Certaines conventions collectives continuent toutefois de faire référence à ces anciens seuils. Ces stipulations conventionnelles, lorsqu’elles sont plus favorables, demeurent-elles applicables ?
C’est la question qui a été soumise à la Cour de cassation.
Dans les faits, un salarié d’une entreprise de propreté a été placé en arrêt maladie du 6 octobre au 21 novembre 2022, soit 46 jours. À son retour, son employeur n’a pas organisé de visite médicale de reprise.
Le salarié reproche à son employeur de ne pas avoir respecté l’article 3.4 de la convention collective des entreprises de propreté, qui impose une visite de reprise dès 3 semaines d’absence (et non 60 jours comme prévu par le Code du travail depuis 2022).
L’employeur estimait que cette disposition conventionnelle était devenue caduque depuis la réforme du Code du travail, et qu’il n’était tenu d’organiser une visite qu’après 60 jours d’absence.

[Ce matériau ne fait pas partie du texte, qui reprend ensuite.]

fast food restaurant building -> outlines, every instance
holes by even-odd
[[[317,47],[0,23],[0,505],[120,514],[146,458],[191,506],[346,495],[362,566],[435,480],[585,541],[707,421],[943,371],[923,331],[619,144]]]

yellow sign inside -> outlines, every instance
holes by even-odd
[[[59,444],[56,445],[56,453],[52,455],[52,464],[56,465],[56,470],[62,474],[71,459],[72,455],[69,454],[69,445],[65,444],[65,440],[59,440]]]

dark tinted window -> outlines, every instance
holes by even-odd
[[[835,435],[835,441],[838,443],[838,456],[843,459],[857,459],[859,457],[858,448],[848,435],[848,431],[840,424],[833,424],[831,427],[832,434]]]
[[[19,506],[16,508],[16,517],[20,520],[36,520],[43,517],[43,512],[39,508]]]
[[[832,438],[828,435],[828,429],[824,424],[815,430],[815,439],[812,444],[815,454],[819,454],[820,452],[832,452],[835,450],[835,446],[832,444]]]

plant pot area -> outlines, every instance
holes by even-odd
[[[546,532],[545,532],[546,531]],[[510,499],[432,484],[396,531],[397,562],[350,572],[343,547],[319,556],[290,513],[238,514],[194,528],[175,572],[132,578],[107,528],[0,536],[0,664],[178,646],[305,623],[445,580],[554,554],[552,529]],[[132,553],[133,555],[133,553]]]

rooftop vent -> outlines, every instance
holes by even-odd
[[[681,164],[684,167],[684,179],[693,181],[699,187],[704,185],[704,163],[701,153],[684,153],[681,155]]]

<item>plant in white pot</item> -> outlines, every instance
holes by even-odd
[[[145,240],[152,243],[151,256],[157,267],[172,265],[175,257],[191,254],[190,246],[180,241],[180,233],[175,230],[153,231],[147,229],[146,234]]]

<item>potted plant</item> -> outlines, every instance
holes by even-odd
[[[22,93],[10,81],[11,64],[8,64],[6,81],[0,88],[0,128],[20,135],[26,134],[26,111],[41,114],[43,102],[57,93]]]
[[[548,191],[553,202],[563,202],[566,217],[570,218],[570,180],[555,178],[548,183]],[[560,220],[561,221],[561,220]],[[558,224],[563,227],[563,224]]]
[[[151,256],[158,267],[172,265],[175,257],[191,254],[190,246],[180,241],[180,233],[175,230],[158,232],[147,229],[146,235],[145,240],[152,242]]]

La Cour de cassation donne tort à l’employeur : la convention collective s’applique. La durée minimale d’absence déclenchant la visite de reprise est celle fixée par les dispositions conventionnelles, même si elles n’ont pas été mises à jour après les évolutions réglementaires. En l’espèce, l’employeur aurait dû organiser la visite dès lors que l’arrêt dépassait 3 semaines.